The first strand of argument deals with the leftward movement of the adjective to a post-demonstrative and pre-numeral position, leaving the NP in either its merge position in the DP, or in a position above QP to which the Adjective-NP sequence may move. When the NP is left in its merge position, the moved adjective has to be focused, as a non-focused moved adjective leads to ungrammaticality. This leads to the proposal for the existence of a second Focus phrase, Focus2, in the post demonstrative position in the Bangla DP, which is in addition to an earlier proposal for a pre-Demonstrative Focus1 position in the Bangla DP (Syed 2012). The proposal for a Focus2 position is defended in the context of a comparable post-demonstrative focus position in other languages. Focus2 is also shown to be less restrictive than the Focus1 position in the kinds of adjectives that it can host.

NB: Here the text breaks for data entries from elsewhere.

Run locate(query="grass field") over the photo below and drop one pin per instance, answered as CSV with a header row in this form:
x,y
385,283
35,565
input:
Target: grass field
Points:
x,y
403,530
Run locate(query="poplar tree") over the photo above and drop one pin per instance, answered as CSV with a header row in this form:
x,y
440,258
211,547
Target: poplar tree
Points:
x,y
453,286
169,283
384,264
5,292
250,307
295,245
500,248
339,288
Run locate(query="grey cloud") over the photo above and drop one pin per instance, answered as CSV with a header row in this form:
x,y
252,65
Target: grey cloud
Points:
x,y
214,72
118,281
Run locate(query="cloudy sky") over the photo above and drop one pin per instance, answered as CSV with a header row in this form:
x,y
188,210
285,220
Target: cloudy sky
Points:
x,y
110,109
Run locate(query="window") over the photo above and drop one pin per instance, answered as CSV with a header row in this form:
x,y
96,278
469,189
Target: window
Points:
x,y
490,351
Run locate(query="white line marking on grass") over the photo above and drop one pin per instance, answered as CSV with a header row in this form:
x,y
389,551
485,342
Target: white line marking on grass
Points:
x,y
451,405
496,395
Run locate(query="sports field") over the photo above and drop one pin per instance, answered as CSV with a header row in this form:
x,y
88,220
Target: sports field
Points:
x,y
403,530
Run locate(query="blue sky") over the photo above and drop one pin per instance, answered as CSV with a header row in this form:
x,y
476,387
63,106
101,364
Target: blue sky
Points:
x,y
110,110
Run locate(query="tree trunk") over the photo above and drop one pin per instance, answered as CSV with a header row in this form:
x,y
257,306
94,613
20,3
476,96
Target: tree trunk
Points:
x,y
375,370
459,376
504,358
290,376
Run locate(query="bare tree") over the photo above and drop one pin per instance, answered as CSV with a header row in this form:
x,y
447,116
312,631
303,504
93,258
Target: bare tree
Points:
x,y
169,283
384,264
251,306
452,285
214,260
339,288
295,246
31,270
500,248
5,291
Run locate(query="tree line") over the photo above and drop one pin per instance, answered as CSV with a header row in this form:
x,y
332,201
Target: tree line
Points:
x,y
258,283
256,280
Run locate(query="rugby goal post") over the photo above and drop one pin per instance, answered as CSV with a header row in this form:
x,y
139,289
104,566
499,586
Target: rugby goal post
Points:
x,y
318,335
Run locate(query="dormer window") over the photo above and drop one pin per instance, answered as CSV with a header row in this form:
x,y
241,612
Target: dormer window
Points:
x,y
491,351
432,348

The second thread of argument in this book centres on the various interpretations of definiteness derived from the merge or the moved position of the NP and the presence or the absence of the demonstrative in the Bangla DP. As noted in the Bangla DP literature, in a DEM-less DP the NP in its merge position expresses indefiniteness, and the NP raised above the numeral-classifier expresses definiteness. I suggest that the raising of the NP is an instance of topicalisation which in turn realizes its definite reading. I propose the existence of a topic position below the DET in the Bangla DP where the definite reading is achieved. This Topic position is below the Focus2 position. Given that Syed (2012) postulates a pre-demonstrative Topic position above the Focus1 position, my analysis and proposals point to the existence of two left peripheries in the Bangla DP, above and below the Demonstrative respectively, that I suggest parallel the clausal left peripheries of Rizzi (1997) and Jayaseelan (2001).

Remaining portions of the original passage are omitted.